TechCrunch greift den Rückschlag nach dem Tokenmaxxing-Hype auf: Firmen pushten AI-Nutzung maximal, danach wurden Kosten sichtbar. Als Beispiele nennt der Beitrag Uber, das sein jährliches AI-Budget in wenigen Monaten verbraucht haben soll, gekürzte Claude-Lizenzen in Unternehmen und Metas beendetes internes Leaderboard.
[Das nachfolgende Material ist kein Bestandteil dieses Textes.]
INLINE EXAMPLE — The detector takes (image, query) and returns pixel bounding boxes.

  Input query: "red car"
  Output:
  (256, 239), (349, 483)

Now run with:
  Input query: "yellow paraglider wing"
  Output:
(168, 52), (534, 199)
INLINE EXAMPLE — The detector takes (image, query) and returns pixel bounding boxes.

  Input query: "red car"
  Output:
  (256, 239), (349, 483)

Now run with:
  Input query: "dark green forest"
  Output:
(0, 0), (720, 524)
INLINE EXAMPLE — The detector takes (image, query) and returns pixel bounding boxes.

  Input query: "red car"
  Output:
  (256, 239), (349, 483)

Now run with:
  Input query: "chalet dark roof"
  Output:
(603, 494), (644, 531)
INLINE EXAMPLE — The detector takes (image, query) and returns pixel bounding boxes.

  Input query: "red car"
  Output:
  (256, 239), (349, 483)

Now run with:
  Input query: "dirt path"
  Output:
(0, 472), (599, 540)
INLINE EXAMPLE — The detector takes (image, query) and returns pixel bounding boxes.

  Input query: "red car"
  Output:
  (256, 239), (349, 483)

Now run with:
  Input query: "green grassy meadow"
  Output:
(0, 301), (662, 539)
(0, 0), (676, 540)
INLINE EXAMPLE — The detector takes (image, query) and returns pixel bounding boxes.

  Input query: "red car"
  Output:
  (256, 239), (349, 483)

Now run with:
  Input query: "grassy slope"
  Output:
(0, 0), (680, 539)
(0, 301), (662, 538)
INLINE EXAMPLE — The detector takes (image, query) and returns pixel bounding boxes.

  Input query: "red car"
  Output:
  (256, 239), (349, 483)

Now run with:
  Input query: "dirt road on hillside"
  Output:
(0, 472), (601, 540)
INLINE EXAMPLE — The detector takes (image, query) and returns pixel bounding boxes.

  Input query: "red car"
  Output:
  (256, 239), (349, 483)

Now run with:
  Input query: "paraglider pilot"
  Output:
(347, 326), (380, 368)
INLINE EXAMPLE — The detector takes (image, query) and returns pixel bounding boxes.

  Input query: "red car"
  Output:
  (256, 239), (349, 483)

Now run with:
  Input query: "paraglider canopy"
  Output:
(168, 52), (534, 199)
NEA-Partnerin Tiffany Luck sieht genau dort den Engpass: Unternehmen suchen noch belastbare Metriken, um AI-Ausgaben gegen echten Produktivitätsgewinn zu halten.

Nauti's Take

Tokenmaxxing klang nach Produktivitätskultur, war aber oft unbegrenztes Probieren mit Firmenkarte. Die nüchterne Phase ist gesund: Teams müssen zeigen, welcher Prozess durch AI messbar weniger Zeit, Fehler oder Supportaufwand braucht.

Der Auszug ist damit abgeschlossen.